Review # 52: "Avengers Assemble by Brian Michael Bendis"

Hoping to capitalize on the success of the film, "Avengers Assemble" was originally conceived as a series for younger readers but accessible to all. There's a greater emphasis on action, and less on character motivation. However, the result is a tale that is wonderfully old-school, and readers who enjoy classic material will likely find it to be the best Brian Michael Bendis Avengers story in years.

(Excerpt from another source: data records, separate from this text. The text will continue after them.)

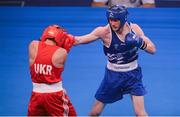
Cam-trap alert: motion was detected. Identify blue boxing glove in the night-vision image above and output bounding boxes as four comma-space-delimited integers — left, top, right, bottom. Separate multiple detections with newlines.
125, 33, 147, 50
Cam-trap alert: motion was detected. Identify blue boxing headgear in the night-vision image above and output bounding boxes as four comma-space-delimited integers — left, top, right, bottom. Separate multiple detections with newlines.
106, 5, 128, 30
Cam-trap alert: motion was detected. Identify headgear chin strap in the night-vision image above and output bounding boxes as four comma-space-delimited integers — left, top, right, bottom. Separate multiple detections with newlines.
106, 5, 128, 31
41, 25, 66, 47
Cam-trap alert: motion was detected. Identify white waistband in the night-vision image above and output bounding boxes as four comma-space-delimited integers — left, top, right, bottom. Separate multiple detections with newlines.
107, 60, 138, 72
33, 82, 63, 93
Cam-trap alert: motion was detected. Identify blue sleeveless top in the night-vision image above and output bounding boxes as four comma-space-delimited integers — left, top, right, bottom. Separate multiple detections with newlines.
103, 24, 138, 64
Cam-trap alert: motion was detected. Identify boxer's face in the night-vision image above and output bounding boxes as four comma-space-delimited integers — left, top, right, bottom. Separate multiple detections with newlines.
109, 19, 121, 31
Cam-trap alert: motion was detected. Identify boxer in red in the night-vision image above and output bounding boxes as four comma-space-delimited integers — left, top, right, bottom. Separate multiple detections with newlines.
28, 25, 76, 116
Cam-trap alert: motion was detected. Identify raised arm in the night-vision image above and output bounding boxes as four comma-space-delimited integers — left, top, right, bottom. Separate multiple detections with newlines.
132, 24, 156, 54
74, 27, 103, 45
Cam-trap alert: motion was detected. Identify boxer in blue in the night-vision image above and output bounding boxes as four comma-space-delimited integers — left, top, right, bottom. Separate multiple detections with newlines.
75, 5, 156, 116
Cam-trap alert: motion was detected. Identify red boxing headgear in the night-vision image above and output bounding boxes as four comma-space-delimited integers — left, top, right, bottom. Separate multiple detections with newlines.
41, 25, 66, 47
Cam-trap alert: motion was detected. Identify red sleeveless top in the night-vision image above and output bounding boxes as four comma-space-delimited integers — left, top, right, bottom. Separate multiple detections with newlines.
30, 42, 64, 84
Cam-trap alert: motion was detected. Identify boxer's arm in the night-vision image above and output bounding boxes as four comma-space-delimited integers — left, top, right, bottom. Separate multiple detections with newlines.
133, 24, 156, 54
74, 27, 103, 45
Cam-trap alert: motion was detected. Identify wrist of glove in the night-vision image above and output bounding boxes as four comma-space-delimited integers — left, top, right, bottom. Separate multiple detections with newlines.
125, 33, 147, 50
62, 34, 75, 52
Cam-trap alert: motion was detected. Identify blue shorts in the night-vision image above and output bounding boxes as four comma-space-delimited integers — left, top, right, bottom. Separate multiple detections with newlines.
95, 66, 146, 103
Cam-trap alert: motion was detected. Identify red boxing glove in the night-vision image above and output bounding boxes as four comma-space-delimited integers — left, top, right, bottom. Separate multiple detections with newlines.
62, 34, 75, 52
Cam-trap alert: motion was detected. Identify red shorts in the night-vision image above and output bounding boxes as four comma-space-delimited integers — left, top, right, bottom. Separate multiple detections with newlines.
28, 91, 77, 116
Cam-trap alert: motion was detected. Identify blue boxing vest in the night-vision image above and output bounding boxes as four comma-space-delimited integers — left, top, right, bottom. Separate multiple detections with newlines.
103, 24, 138, 64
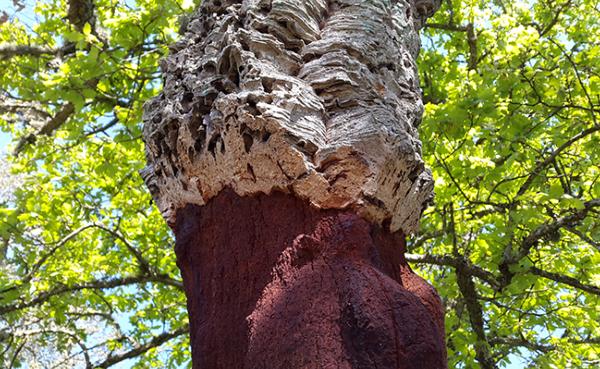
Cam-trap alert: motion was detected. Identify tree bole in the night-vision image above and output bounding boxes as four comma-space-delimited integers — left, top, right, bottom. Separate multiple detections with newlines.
142, 0, 446, 369
174, 190, 446, 369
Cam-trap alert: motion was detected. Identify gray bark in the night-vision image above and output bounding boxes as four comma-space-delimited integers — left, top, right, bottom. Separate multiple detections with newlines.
142, 0, 440, 234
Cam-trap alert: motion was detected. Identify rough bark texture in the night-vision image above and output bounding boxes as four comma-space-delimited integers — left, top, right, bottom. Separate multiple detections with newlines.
143, 0, 439, 234
142, 0, 446, 369
174, 190, 446, 369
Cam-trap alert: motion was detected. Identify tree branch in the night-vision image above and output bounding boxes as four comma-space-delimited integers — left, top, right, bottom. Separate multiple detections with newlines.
93, 324, 189, 368
0, 274, 183, 315
529, 267, 600, 296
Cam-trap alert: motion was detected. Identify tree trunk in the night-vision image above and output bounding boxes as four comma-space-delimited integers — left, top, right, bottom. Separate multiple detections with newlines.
142, 0, 446, 369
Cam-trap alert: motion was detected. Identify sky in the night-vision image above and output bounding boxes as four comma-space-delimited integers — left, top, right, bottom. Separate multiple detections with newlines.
0, 0, 527, 369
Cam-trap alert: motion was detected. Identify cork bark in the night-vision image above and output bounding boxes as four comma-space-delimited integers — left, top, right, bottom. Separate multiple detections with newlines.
142, 0, 446, 369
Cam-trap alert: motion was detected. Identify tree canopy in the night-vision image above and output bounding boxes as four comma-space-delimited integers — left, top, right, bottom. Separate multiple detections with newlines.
0, 0, 600, 369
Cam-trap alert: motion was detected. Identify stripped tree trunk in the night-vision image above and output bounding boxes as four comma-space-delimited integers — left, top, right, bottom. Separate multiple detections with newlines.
142, 0, 446, 369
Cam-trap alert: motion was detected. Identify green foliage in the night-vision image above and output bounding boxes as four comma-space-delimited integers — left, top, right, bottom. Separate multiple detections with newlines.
0, 0, 600, 369
418, 0, 600, 368
0, 0, 193, 368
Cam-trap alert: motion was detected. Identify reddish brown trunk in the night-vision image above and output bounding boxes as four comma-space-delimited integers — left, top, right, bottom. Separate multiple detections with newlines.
175, 190, 446, 369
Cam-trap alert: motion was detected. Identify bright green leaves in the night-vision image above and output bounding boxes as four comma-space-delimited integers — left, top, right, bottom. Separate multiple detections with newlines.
0, 0, 190, 368
411, 0, 600, 368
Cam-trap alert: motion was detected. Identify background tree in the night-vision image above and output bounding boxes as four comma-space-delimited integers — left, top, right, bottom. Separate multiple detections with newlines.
0, 0, 600, 368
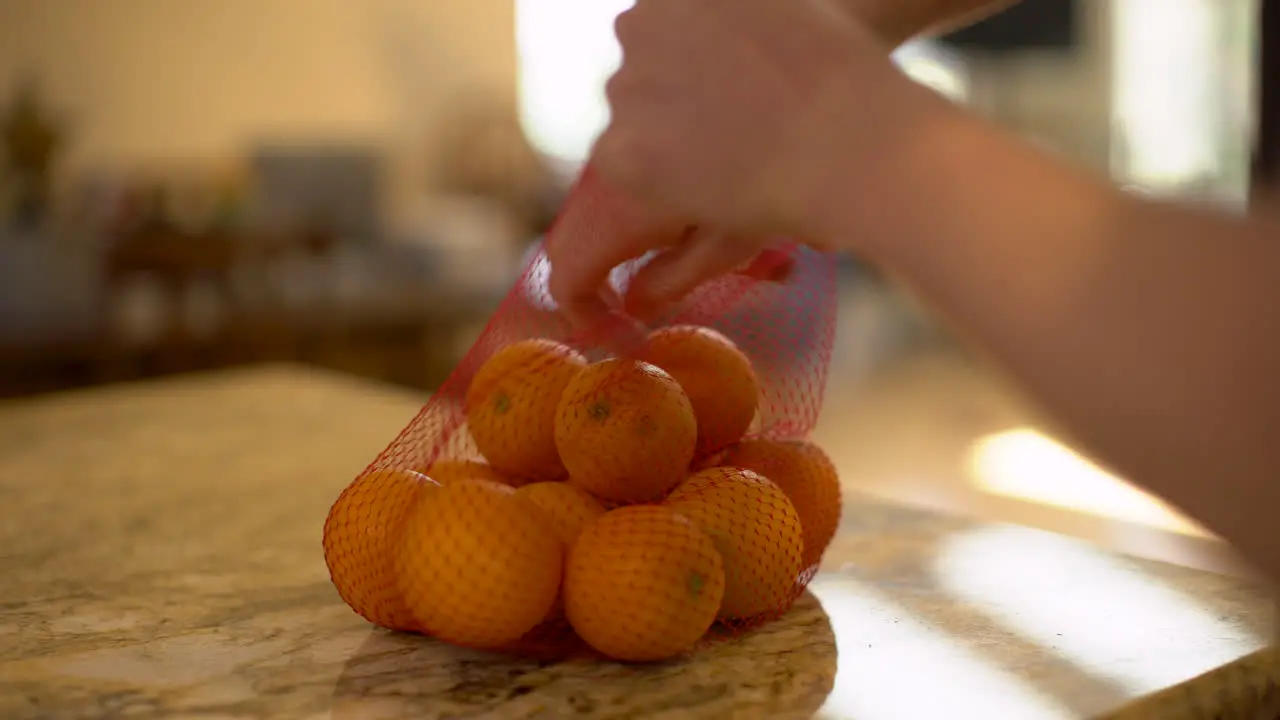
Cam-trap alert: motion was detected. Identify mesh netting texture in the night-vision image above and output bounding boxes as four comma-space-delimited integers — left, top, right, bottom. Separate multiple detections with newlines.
324, 167, 841, 661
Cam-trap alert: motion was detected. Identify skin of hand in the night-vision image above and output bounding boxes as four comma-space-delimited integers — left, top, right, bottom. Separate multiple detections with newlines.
548, 0, 1014, 336
548, 0, 927, 325
550, 0, 1280, 582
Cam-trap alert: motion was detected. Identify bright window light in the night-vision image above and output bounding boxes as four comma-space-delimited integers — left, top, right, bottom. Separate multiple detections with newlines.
516, 0, 632, 165
1111, 0, 1221, 190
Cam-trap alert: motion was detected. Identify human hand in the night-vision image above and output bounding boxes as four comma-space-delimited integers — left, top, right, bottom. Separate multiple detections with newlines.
548, 0, 942, 333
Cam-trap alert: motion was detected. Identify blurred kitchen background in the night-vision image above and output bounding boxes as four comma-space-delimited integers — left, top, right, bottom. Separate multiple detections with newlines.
0, 0, 1261, 570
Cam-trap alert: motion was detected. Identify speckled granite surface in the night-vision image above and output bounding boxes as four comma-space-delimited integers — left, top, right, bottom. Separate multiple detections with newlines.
0, 368, 1276, 720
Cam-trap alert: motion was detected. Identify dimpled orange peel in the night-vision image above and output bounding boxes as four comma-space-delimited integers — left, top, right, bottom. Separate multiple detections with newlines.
323, 469, 439, 630
396, 480, 564, 650
556, 359, 698, 502
564, 505, 724, 662
466, 340, 586, 480
666, 468, 804, 619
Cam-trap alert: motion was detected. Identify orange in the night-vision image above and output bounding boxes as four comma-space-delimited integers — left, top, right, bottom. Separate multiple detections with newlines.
323, 469, 438, 630
426, 460, 525, 488
722, 438, 841, 569
666, 468, 804, 619
466, 340, 586, 480
396, 480, 564, 650
564, 505, 724, 662
640, 325, 760, 456
516, 483, 604, 547
556, 359, 698, 502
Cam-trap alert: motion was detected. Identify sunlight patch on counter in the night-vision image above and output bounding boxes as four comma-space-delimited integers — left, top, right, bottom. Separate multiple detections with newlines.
809, 575, 1075, 720
968, 428, 1213, 537
934, 525, 1265, 694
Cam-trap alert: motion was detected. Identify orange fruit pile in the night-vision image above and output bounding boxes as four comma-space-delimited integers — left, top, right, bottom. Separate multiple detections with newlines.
324, 325, 841, 662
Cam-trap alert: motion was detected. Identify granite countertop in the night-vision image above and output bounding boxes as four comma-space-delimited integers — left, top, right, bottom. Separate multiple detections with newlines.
0, 368, 1280, 720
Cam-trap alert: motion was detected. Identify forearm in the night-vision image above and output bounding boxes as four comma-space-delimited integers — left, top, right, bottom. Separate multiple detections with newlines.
828, 105, 1280, 580
837, 0, 1019, 46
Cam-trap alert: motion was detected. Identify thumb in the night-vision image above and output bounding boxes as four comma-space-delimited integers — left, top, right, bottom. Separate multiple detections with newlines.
626, 231, 760, 322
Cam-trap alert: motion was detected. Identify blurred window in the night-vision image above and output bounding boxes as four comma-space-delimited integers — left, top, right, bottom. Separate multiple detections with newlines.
1110, 0, 1253, 195
516, 0, 962, 168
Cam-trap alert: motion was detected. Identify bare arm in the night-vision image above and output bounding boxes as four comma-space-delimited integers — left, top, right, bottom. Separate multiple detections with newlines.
814, 90, 1280, 580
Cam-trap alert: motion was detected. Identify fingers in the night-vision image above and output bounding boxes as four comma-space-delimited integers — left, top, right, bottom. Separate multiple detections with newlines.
626, 231, 760, 322
547, 173, 685, 328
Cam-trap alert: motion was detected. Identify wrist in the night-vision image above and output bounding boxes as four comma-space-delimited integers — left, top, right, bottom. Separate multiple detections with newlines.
787, 61, 973, 255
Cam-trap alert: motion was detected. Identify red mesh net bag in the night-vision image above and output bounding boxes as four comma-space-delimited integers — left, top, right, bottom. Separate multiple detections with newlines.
324, 165, 841, 661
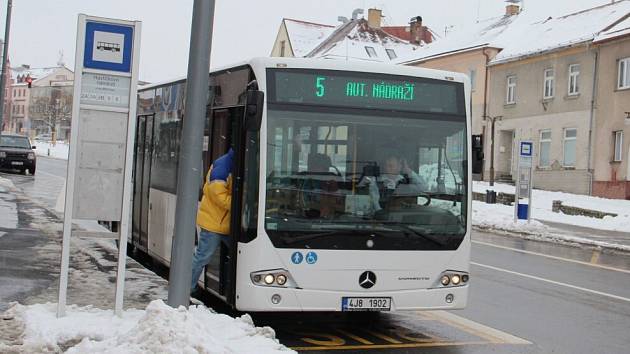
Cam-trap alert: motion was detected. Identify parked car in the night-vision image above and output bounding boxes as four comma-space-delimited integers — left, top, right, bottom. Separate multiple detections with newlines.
33, 133, 52, 141
0, 134, 37, 175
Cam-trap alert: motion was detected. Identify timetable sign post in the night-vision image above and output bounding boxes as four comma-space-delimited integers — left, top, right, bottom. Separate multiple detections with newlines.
514, 141, 534, 221
57, 14, 142, 317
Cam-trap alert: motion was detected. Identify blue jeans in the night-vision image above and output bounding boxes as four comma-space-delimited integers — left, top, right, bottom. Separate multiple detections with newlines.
190, 229, 230, 292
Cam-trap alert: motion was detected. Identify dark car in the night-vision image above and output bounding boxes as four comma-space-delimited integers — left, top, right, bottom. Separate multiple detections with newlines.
0, 134, 36, 175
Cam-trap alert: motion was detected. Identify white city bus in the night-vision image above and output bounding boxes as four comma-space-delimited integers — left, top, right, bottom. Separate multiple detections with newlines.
130, 58, 471, 311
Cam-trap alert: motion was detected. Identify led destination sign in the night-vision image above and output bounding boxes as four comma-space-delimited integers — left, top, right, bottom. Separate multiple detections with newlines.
269, 70, 464, 114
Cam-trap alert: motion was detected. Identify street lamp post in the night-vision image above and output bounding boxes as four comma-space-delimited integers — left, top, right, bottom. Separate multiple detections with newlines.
483, 116, 503, 186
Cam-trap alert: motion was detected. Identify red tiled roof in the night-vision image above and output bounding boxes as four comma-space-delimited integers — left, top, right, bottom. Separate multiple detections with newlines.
381, 26, 411, 42
284, 18, 335, 28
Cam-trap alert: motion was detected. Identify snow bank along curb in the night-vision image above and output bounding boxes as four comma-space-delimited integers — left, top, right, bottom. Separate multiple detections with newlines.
0, 300, 292, 353
473, 182, 630, 232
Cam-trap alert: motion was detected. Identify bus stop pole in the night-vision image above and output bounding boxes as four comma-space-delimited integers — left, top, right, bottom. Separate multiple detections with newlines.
168, 0, 215, 307
0, 0, 12, 134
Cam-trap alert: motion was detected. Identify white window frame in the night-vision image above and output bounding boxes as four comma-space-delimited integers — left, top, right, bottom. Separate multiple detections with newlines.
538, 129, 551, 168
543, 68, 556, 99
617, 57, 630, 90
505, 75, 516, 104
613, 130, 623, 162
567, 64, 580, 96
388, 49, 398, 60
562, 128, 577, 167
365, 45, 378, 58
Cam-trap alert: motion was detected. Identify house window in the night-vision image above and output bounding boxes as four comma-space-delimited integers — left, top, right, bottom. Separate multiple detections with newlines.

The series opens with the introduction of a brand new Zodiac, a villain team that's been around for decades and has, well... kinda sucked. I've read several issues involving the Zodiac, and the only appearance I can think of that was worth a damn was Libra's involvement in the incredible "Avengers Forever" miniseries by Kurt Busiek, Roger Stern and Carlos Pacheco. Damn, do I feel like reading that right now. Anyhow, the new Zodiac - far more powerful than any previous incarnation - begins stealing devices of power. In response, Captain America forms a new Avengers team to take them down made up of himself, Iron Man, Thor, Hawkeye, Black Widow and the Incredible Hulk.

Now where have I seen that roster before?

The team is shocked to discover the Zodiac has swiped an Ultimate Nullifyer - capable of destroying sections of the universe - along with a cosmic cube. It's then that we meet the true villain of the series - Thanos, cube in hand. He's recruited the Zodiac and an alien army to do his dirty work as he plans to eradicate life on earth and restart it. Facing near-impossible odds, the Avengers get some help in the form of another upcoming movie tie-in... er... superteam, the NEW Guardians of the Galaxy.

What follows is a bombastic, non-stop barrage of action sequence after action sequence as the Avengers and Guardians tear through the opposition, stopping every now and then for some hilarious conversation fueled mainly by Rocket Raccoon. The work is reminiscent of the empty fun the Avengers represented in the 70s and early 80s, aided by a team makeup that - while it's familiar to many thanks to the film - is new and fresh. The characters tend to lean more on how they appear in the movie than how they appeared in previous series, but I'm more than willing to forgive that knowing what they're going for here.

Ultimately, "Avengers Assemble" does what it sets out to do perfectly: provide a jumping-on point for all ages. Hand this to a kid who loved the movie, and they'll love this too. Also, if you've only been exposed to the Avengers post-Disassembled, it's a great taste of what to expect if you go back in time with the catalogue.